On 18 October, the AI Research Laboratory, focusing on financial markets, Nof1, launched an unprecedented experiment: six of the world ' s top AI models — — GPT-5, Gemini 2.5 Pro, Grok-4, Claude Sonet 4.5, DeepSeek V3.1, Qwen3 Max & mdash; — managing real funds of $10,000 each on Hyperliquid to conduct encrypted currency transactions。
Current ranking and account value: as of the evening of 30 October, the most recent rankings are as follows:
This list represents a dramatic change from the data of a few days ago. DeepSeek, while still leading, withdrew significantly from 95.71 per cent to 56.71 per cent, and the value of the account fell from $19,570 to $15,671, evaporating nearly $4,000. Qwen3 also experienced a retreat from 53.68 per cent to 25.20 per cent. More notably, Claude Sonet 4.5 changed from a micro-interest to a 7 per cent loss, while the GPT 5 loss was further increased to 72 per cent, which is no longer far from the blast warehouse。

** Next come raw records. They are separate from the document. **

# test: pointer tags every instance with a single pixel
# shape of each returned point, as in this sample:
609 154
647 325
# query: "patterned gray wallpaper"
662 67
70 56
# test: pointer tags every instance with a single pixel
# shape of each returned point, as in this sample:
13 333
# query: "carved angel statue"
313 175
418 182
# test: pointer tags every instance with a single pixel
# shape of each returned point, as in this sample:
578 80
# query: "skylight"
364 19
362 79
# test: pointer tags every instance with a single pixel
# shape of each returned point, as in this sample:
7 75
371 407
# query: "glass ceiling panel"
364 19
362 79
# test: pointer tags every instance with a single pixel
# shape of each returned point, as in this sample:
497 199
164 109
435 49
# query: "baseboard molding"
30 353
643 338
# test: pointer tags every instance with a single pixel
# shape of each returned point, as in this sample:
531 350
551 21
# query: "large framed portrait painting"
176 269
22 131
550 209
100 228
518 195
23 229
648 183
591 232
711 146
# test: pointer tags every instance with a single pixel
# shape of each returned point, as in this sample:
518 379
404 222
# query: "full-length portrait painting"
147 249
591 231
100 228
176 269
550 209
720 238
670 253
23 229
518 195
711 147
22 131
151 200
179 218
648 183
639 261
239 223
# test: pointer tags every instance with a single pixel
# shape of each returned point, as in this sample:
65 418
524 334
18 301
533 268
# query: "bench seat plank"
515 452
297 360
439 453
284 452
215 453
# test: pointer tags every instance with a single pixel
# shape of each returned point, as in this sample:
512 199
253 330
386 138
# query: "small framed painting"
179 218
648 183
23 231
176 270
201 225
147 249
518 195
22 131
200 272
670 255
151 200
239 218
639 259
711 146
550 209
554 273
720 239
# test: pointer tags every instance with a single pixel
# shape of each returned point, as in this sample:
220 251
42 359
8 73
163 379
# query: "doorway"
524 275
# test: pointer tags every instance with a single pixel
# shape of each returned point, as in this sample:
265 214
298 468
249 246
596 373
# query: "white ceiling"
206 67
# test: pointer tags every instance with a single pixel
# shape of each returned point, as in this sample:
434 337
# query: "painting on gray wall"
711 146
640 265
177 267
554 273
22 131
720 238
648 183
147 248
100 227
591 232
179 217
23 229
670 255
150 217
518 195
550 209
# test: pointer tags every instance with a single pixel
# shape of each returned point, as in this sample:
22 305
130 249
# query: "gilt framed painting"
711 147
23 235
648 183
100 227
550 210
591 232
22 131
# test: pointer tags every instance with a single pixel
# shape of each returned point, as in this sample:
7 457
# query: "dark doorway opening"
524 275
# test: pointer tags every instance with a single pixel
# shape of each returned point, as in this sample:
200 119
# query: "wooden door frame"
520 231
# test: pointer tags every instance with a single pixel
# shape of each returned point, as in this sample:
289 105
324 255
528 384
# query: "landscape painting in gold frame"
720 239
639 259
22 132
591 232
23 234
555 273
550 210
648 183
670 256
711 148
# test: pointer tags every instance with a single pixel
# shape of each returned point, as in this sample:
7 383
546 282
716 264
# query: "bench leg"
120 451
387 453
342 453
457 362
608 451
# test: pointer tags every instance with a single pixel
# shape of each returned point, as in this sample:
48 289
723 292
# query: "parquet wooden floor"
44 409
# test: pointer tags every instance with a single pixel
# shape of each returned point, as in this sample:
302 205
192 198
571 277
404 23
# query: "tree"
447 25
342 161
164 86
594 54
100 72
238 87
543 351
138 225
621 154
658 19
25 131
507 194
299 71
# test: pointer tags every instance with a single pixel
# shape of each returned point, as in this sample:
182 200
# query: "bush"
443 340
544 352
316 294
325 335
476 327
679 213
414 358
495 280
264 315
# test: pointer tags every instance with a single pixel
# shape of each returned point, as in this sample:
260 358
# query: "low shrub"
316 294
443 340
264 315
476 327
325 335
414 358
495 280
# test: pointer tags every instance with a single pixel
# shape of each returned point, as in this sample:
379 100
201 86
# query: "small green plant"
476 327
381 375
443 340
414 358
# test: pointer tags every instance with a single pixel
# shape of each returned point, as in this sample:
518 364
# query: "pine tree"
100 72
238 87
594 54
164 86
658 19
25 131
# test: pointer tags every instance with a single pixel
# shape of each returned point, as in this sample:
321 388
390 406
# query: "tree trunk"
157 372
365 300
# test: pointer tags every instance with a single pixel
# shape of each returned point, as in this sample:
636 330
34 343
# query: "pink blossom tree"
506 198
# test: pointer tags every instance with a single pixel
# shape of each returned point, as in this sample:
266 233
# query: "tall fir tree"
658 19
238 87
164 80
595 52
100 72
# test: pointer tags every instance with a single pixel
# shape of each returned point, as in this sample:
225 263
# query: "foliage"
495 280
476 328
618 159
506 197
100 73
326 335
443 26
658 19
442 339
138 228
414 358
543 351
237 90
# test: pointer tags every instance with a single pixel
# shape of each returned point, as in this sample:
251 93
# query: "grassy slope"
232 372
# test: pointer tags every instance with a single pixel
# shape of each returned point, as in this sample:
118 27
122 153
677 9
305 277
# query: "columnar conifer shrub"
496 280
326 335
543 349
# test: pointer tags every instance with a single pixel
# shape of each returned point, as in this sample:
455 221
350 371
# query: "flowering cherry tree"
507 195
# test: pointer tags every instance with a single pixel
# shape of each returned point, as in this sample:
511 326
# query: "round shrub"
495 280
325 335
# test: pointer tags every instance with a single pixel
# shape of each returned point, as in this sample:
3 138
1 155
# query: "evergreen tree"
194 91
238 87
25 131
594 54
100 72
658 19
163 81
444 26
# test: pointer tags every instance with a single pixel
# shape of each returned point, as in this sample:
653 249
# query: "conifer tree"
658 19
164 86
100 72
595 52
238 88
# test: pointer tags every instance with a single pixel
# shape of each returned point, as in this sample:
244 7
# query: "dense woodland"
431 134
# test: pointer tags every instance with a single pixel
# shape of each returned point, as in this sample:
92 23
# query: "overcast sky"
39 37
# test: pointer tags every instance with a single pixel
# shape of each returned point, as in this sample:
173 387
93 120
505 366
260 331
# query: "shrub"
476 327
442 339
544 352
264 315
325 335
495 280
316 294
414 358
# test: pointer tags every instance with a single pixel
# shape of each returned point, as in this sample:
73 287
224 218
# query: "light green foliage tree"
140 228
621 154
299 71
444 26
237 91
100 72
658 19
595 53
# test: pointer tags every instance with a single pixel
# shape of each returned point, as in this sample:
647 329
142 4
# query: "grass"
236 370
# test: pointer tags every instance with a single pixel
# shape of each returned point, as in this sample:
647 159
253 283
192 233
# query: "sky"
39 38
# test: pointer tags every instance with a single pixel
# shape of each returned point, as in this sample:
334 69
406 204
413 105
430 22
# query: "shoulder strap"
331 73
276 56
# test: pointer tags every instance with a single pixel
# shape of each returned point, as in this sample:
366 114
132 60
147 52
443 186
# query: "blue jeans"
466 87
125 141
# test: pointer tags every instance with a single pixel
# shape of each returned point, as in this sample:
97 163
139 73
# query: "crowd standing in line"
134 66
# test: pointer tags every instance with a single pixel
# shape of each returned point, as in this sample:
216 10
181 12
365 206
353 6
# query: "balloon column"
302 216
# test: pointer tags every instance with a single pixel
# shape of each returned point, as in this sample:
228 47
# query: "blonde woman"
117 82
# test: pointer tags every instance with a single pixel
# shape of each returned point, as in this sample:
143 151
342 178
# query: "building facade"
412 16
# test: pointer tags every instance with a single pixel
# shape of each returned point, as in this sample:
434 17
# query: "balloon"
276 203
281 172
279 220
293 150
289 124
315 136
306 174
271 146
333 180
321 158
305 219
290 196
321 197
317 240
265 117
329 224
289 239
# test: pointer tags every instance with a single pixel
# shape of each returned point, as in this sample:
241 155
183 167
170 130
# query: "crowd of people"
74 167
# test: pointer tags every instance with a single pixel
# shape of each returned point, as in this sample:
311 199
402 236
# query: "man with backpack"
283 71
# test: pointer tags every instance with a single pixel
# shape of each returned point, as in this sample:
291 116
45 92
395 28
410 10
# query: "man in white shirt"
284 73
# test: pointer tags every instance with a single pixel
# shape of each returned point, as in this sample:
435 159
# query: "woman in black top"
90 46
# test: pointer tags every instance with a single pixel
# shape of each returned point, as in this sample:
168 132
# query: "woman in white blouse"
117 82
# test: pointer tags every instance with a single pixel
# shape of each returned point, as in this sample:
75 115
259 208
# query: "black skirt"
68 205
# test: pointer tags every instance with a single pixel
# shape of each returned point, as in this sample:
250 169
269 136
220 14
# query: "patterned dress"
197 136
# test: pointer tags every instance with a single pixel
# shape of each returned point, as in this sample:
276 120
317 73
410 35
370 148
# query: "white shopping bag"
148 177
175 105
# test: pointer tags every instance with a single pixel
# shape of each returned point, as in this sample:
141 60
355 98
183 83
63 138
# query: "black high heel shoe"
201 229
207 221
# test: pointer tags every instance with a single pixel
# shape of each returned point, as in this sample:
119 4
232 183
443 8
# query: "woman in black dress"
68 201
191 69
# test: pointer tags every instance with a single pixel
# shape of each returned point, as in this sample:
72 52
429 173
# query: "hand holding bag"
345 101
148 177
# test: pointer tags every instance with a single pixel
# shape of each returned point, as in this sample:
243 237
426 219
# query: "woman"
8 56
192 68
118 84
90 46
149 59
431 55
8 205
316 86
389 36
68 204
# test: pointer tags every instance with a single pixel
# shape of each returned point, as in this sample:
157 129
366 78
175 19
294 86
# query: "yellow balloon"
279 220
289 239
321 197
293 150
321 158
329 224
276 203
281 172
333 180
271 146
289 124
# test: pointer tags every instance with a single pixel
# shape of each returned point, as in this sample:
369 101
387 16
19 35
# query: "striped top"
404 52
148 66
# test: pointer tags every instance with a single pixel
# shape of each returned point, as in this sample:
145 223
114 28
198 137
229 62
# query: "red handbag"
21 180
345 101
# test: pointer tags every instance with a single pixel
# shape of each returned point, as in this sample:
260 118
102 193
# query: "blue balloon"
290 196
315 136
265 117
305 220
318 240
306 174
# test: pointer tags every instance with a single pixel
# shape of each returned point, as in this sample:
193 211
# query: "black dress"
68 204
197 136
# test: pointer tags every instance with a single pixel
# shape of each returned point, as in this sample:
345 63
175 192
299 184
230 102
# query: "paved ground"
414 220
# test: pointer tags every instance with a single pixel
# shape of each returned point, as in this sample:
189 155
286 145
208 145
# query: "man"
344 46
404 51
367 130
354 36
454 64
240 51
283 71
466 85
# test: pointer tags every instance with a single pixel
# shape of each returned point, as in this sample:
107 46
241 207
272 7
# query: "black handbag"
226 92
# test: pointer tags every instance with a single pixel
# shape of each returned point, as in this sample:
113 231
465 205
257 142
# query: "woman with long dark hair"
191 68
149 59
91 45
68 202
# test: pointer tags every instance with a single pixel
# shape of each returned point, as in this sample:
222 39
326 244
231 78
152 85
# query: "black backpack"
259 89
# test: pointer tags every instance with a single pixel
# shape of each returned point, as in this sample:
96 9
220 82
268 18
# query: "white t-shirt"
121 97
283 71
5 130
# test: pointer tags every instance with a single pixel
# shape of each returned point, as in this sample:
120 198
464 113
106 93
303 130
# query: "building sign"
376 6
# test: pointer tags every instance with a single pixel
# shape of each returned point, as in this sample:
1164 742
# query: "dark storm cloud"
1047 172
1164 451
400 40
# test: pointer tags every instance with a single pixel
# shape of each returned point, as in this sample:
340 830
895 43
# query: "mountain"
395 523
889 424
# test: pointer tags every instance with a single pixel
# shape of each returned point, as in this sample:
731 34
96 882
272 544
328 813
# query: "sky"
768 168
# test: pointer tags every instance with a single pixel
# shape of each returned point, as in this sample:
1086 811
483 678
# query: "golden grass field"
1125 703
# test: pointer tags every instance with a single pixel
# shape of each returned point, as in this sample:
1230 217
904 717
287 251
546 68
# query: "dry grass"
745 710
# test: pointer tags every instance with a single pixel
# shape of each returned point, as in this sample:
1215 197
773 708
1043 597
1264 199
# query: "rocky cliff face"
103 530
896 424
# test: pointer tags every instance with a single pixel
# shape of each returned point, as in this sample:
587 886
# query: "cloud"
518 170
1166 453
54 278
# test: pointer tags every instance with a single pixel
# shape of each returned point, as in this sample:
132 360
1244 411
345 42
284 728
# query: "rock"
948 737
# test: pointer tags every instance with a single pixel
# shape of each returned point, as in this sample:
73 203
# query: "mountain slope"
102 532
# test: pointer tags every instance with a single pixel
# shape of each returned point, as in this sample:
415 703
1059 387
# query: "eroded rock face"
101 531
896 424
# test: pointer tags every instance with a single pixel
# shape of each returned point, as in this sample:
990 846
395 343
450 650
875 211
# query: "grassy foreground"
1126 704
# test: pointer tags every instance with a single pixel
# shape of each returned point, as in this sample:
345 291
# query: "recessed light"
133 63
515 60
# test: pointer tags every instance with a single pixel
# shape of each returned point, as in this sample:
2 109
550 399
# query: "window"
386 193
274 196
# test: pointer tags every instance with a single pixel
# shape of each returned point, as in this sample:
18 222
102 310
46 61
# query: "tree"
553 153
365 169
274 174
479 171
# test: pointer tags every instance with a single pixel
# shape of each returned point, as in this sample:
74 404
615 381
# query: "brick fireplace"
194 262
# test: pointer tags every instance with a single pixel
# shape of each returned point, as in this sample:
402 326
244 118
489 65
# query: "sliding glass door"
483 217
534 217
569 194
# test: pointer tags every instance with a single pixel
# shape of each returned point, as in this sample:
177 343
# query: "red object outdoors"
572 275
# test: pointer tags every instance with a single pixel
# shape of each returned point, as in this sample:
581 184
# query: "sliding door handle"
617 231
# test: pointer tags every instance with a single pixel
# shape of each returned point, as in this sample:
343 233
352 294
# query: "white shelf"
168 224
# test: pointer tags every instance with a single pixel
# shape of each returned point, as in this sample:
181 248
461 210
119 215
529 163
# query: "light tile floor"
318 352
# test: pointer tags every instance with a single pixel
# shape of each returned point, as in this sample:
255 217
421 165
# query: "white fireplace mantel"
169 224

Markets are on an upward path, and the strategy differences between different models are beginning to emerge:
DeepSeek's success is based on a "swing-in" approach: 95 per cent of the time is spent, and it is believed that the trend will continue. In the upward trend, the strategy resulted in the highest return of 95 per cent. But when the trend reversed, the same strategy cost it 30 per cent。
This exposes a key issue:** Trends follow-up strategies need to be matched with effective mechanisms for stopping gains and losses. ** If only "let profit run" and no "cut losses", a big reversal could devour most profits。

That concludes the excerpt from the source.